Ser polarizada é ter um vendaval que habita no peito, um deus de duas faces sussurrando opostos: ora sou Prometeu roubando o fogo, ora Ícaro despencando do céu. Entre esses extremos, a vida se desenrola como um mito pessoal, uma jornada onde o equilíbrio é miragem e o tempo é um trapaceiro que altera o ritmo do coração.
Tomás de Aquino falava da Temperança como a arte de conter os excessos, um freio para os impulsos. Mas e quando a própria existência é um movimento entre o tudo e o nada? A temperança, no mito e na filosofia, aparece como a justa medida, o fio de ouro que costura caos e ordem. No hermetismo, ensinam que tudo é ritmo e vibração, que a oscilação entre os extremos é inevitável, mas que pode ser conduzida. Como habitar os extremos sem ser engolido? No céu, Saturno e Júpiter travam essa dança há milênios – o rigor e a expansão em eterno embate.
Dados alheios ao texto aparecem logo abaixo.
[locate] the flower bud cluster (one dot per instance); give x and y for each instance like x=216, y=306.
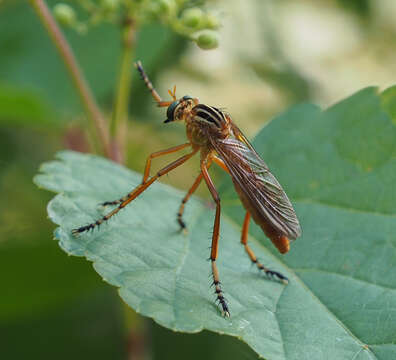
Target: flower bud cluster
x=189, y=21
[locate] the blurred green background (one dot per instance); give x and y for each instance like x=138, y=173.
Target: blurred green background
x=272, y=55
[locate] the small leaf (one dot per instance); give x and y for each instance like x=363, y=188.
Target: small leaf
x=339, y=168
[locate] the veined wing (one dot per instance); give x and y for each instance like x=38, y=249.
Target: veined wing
x=261, y=189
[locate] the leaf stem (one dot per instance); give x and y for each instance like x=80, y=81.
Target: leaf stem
x=83, y=90
x=120, y=114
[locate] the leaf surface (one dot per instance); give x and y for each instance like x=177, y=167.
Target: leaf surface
x=339, y=169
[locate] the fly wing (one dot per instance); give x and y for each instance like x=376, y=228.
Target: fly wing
x=261, y=189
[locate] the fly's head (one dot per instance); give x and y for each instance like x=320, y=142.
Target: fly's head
x=180, y=109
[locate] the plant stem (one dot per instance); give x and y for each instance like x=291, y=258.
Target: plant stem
x=118, y=124
x=83, y=90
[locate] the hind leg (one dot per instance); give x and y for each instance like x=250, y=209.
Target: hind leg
x=252, y=256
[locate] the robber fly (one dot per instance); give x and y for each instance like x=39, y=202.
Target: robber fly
x=211, y=132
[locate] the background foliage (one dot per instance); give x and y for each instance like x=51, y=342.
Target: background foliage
x=60, y=297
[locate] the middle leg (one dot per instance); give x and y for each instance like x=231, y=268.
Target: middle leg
x=187, y=197
x=215, y=239
x=252, y=256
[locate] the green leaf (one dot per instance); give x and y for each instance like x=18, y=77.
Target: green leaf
x=339, y=168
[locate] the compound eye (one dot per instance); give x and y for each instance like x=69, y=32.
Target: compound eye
x=170, y=112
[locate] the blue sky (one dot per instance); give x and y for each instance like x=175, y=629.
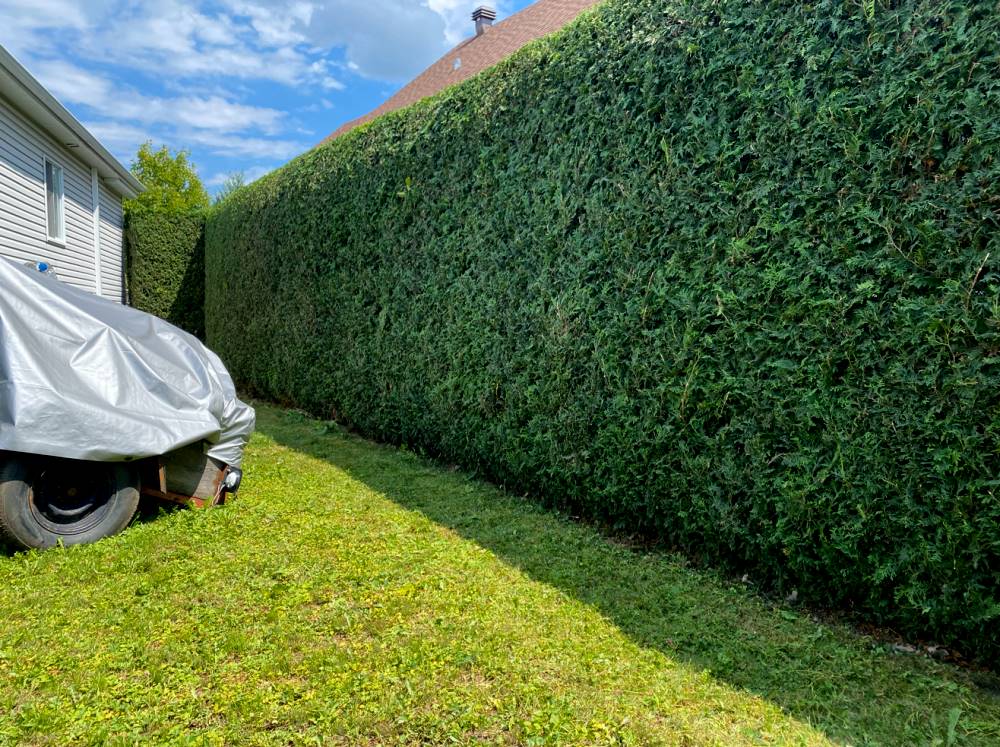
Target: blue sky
x=244, y=85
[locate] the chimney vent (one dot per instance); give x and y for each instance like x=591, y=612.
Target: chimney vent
x=484, y=16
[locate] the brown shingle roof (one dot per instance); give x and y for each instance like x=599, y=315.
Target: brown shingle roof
x=478, y=53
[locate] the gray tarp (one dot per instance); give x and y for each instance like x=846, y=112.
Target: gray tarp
x=85, y=378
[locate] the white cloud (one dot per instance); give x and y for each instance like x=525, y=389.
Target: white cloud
x=78, y=86
x=187, y=73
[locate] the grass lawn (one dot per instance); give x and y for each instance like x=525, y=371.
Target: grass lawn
x=356, y=594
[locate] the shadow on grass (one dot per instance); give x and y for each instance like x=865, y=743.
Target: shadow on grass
x=848, y=686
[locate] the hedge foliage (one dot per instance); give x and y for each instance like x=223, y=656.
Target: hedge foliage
x=165, y=265
x=727, y=272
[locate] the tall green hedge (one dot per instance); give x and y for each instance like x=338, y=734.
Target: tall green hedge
x=165, y=265
x=725, y=272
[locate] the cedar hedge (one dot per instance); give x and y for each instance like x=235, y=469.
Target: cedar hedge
x=724, y=272
x=165, y=265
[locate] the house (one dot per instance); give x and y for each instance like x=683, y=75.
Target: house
x=61, y=191
x=491, y=44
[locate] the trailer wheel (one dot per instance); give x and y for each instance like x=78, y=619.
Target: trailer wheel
x=48, y=500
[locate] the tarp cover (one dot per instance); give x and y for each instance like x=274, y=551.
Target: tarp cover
x=86, y=378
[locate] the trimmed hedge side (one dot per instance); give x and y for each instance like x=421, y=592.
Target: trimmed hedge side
x=165, y=266
x=724, y=272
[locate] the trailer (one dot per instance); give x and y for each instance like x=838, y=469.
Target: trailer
x=101, y=404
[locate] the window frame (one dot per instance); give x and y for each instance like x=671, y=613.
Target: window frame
x=57, y=168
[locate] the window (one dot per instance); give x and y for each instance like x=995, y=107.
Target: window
x=54, y=202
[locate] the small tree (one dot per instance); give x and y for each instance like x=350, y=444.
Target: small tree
x=171, y=181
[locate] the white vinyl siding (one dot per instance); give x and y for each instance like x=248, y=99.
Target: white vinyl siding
x=24, y=229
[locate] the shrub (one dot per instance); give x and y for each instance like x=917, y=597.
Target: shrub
x=165, y=266
x=724, y=272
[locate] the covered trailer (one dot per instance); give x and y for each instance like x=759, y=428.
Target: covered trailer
x=100, y=403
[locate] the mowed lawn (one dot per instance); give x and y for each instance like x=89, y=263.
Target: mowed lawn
x=357, y=594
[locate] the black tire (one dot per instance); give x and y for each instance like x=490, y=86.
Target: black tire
x=45, y=501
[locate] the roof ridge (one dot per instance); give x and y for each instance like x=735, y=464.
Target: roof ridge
x=483, y=51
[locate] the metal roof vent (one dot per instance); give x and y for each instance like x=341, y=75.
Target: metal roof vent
x=484, y=16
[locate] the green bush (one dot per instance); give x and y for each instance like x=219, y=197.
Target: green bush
x=723, y=272
x=165, y=266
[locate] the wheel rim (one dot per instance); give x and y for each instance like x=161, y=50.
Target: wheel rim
x=69, y=499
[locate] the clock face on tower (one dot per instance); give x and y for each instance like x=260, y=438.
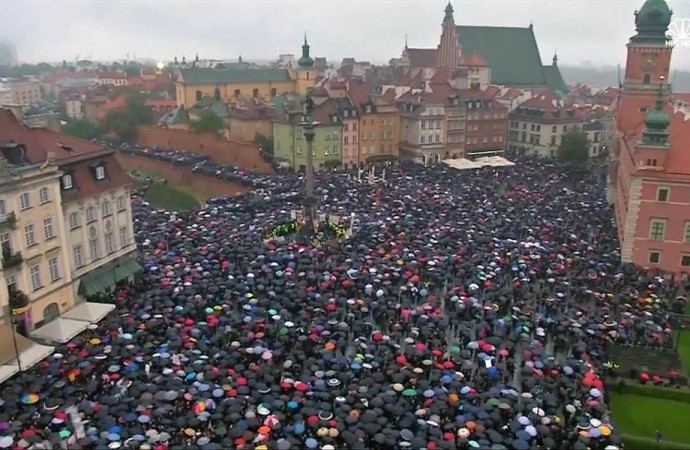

E se esse embate não fosse apenas celeste, mas também cravado no seu peito? E se no seu espelho não morasse um eu, mas um bicho de vento, que ora assovia, ora despenca? E quando o seu cotidiano se torna um espelho refletindo ora um rei, ora um náufrago, e o mundo responde com espanto a cada mudança de vento? O mundo espanta, mas espanta quem?
Vivo à espera da carruagem dourada de Apolo, aquele que sem polos, pulsa entre os polos, para ao som de sua lira, me conduzir aos extremos da criação e da ausência enquanto me ensina a como incendiar sem me consumir. Aceite – ele diz – a oscilação como um compasso íntimo entre a fúria e a calmaria. Um pacto solitário com os deuses das marés: És vendaval, e és também quem dança com ele.